Cuthbert Snowball Rewcastle (21 February 1888 – 8 June 1962), was a British judge and Liberal Party politician.
He was born the son of Cuthbert Rewcastle JP. He was educated at Rugby School and Trinity College, Cambridge. In 1918 he married Annie Evelyn Goddard who died in 1923. In 1926 he married Dr Attracta Genevieve Candon, who went on to become the first female commissioned officer in the Royal Navy. They had two sons and one daughter.[1]
In 1951, two months after his wife's death, Rewcastle's son, Sub Lieutenant Anthony Giles Candon Rewcastle was lost with the submarine HMS Affray. His daughter, Rosalind Maskell, was a prominent microbiologist.[2]
In 1952 he was appointed a Judge of County Courts for Kingston-upon-Thames and Wandsworth.[3]

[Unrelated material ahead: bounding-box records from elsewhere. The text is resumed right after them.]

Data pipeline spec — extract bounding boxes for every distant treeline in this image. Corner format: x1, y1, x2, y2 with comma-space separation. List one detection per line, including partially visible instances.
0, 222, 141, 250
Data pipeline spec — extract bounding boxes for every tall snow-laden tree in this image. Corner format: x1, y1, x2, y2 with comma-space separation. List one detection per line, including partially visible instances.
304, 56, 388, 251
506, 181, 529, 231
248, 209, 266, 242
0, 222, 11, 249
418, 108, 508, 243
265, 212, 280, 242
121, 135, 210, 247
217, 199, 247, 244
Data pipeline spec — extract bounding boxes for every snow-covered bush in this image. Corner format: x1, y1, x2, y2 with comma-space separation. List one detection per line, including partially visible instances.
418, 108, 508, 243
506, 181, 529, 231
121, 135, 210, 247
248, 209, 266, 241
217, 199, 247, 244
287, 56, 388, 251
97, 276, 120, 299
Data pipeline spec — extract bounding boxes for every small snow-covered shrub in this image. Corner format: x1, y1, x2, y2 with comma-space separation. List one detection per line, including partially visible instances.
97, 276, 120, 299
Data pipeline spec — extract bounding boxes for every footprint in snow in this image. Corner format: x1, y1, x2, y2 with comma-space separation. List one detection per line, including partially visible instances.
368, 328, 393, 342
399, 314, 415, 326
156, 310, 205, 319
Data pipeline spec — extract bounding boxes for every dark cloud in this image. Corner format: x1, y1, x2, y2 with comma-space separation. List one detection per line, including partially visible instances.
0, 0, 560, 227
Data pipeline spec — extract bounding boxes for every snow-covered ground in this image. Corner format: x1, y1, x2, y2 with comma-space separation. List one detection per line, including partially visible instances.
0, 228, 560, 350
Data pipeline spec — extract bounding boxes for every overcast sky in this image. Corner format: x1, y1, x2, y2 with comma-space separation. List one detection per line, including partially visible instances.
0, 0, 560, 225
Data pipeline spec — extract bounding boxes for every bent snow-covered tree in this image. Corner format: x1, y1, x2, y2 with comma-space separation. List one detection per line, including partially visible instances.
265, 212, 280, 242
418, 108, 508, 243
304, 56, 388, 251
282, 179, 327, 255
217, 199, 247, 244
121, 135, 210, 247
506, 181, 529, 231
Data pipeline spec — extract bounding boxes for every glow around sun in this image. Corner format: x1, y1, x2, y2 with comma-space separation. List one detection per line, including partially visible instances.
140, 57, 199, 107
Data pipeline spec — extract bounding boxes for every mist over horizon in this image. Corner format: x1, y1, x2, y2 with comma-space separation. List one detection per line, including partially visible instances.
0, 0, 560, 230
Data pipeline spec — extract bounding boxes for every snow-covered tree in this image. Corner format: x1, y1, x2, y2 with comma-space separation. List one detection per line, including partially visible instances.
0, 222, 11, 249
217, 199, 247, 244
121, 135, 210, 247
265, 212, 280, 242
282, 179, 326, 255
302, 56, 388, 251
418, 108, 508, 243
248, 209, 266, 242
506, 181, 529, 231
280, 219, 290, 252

He was Liberal candidate for the Hallam division of Sheffield at the 1922 and 1923 General Elections. Hallam was a traditional Unionist seat that nearly went Liberal in 1906. It remained a marginal in both 1910 General Elections before being the vehicle that propelled Liberal H. A. L. Fisher into parliament as a supporter of the Lloyd George coalition. In 1918 Fisher chose not to defend this seat and a coalition supporting Unionist was returned unopposed. By the 1922 election, the Coalition Government had ended and in Hallam, the party political battle between Unionist and Liberal was resumed after 12 years. However, Rewcastle was only able to capture around 40% of the vote. In 1923 another general election was fought, primarily on the issue of free trade v tariffs. Rewcastle might have fancied his prospects of winning, however a Labour Party candidate intervened and split the anti-tariff vote, pushing Rewcastle into third place. He did not contest the 1924 general election.[4] He was Honorary Secretary of the Eighty Club, a Liberal Party gentlemen's club in London, named after the year it was founded (1880).[5] He was Liberal candidate again, but this time for the Kettering division of Northamptonshire at the 1929 General Election. Kettering was a Unionist/Labour marginal seat that the Liberals last contested in 1923 when they came third. In 1929 he again came third, with a lower share than the 1923 Liberal had managed.He did not stand for parliament again.[6] He served as Chairman of the Commission on Silicosis Legislation, Northern Rhodesia in 1949. He served as Chairman of the Commission on Pulmonary Disability in 1954.[7]